Engenheiros podem ter salário profissional fixado com base em salário mínimo
A
Quinta Turma do Tribunal Superior do Trabalho acolheu recurso do
Sindicato dos Engenheiros no Estado da Paraíba para admitir a fixação do
salário profissional com base em múltiplos do salário mínimo. Segundo
ao entendimento da Turma, essa forma de fixação não contraria o artigo
7º, inciso IV, da Constituição Federal ou a Súmula Vinculante nº 4 do
Supremo Tribunal Federal: o que o preceito constitucional veda é a
vinculação automática do salário profissional ao salário mínimo geral
para fins de reajustes.
Entenda o caso
Na
reclamação trabalhista, o Sindicato dos Engenheiros da Paraíba e
Conselho Regional de Engenharia, Arquitetura e Agronomia da Paraíba
(CREA-PB) pediam diferenças salariais decorrentes de pagamento a menor
pela não aplicação do piso salarial previsto na Lei 4.950-A/66, que
dispõe sobre a remuneração de profissionais de engenharia, química,
arquitetura, agronomia e veterinária. A lei distingue, para fins de
piso, os regimes de jornada de seis horas ou maior e os cursos de
duração igual ou superior a quatro anos e os inferiores a esse período.
Para
a execução das atividades com exigência de seis horas de serviço, o
salário base mínimo é de seis vezes o maior salário mínimo nacional,
enquanto para os profissionais com formação inferior a quatro anos será
de cinco vezes (artigo 5º). Nos contratos com jornada superior a seis
horas diárias, o piso tomará por base o custo da hora fixado no artigo
5º, com as horas excedentes à sexta diária acrescidas de 25%.
Após
decisão desfavorável, o sindicato e o CREA recorreram ao TST com o
objetivo de reverter o entendimento do Tribunal Regional do Trabalho da
13ª Região (PB).
O
relator do processo na Quinta Turma, ministro Caputo Bastos, esclareceu
que, na contratação de engenheiros, a remuneração deve observar as
regras previstas na Lei 4.950-A/66, vinculadas ao salário mínimo legal.

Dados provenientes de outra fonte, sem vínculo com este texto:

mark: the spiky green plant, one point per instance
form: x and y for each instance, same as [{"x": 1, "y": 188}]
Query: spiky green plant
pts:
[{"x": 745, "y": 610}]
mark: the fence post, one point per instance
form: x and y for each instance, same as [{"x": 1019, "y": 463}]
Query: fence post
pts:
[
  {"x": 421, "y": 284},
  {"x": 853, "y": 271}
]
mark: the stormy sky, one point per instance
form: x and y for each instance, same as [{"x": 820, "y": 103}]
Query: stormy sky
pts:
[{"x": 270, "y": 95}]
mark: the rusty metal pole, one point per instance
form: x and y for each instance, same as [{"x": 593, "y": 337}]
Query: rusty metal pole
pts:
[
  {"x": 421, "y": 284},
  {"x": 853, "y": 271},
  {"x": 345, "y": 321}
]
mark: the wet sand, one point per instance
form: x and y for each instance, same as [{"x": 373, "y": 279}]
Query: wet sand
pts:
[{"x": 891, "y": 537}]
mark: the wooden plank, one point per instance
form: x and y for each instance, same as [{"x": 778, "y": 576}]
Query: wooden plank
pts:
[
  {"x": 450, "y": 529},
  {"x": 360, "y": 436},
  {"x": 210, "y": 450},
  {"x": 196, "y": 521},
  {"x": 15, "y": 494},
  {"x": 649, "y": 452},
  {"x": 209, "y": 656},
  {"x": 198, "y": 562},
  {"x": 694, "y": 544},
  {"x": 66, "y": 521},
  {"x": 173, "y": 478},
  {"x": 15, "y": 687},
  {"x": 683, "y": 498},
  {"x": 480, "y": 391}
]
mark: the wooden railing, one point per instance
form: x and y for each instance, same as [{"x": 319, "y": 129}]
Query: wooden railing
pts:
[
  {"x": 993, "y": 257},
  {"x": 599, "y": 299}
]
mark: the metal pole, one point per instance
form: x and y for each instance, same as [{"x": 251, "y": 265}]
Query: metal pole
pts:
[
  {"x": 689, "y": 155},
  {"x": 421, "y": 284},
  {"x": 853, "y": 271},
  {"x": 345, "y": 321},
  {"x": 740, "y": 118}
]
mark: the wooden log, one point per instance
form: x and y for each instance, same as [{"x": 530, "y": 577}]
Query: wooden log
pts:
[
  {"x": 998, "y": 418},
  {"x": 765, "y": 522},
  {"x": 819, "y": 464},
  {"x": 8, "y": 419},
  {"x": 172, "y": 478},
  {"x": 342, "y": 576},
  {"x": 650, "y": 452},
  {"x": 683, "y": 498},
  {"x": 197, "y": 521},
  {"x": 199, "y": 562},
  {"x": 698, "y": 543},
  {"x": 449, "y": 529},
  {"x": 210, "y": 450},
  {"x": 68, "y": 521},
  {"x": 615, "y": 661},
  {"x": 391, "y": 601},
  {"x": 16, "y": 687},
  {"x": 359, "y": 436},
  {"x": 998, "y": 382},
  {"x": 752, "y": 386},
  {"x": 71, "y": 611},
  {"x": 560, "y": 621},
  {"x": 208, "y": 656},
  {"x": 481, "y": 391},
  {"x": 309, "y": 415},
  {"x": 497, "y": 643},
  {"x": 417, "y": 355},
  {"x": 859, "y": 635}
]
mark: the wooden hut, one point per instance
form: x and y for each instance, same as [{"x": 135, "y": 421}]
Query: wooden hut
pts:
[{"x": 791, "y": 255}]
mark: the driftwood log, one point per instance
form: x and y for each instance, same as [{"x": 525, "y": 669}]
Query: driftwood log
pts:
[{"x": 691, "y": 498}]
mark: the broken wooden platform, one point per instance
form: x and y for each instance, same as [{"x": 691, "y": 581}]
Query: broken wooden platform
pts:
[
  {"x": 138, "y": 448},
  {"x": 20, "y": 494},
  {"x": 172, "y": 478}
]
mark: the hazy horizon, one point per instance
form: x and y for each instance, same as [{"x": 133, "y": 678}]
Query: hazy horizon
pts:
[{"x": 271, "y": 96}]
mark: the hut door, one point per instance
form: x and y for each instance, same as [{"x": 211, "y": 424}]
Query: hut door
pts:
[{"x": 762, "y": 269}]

Todavia, em caso de reajuste do salário mínimo, não é permitida a
atualização do valor do salário profissional do engenheiro. Ocorrendo
essa hipótese ficaria configurada a violação do artigo 7°, inciso IV, da
Constituição Federal. Este entendimento está consolidado na Orientação
Jurisprudencial 71, da Subseção 2 Especializada em Dissídios Individuais (SDI-2) do TST.
Com
a decisão, o processo retornará ao TRT-PB para que seja analisado o
recurso ordinário dos autores, ficando afastada a premissa adotada pelo
Regional de que a Lei nº 4.950-A/66 não foi recepcionada pela
Constituição. A decisão foi unânime.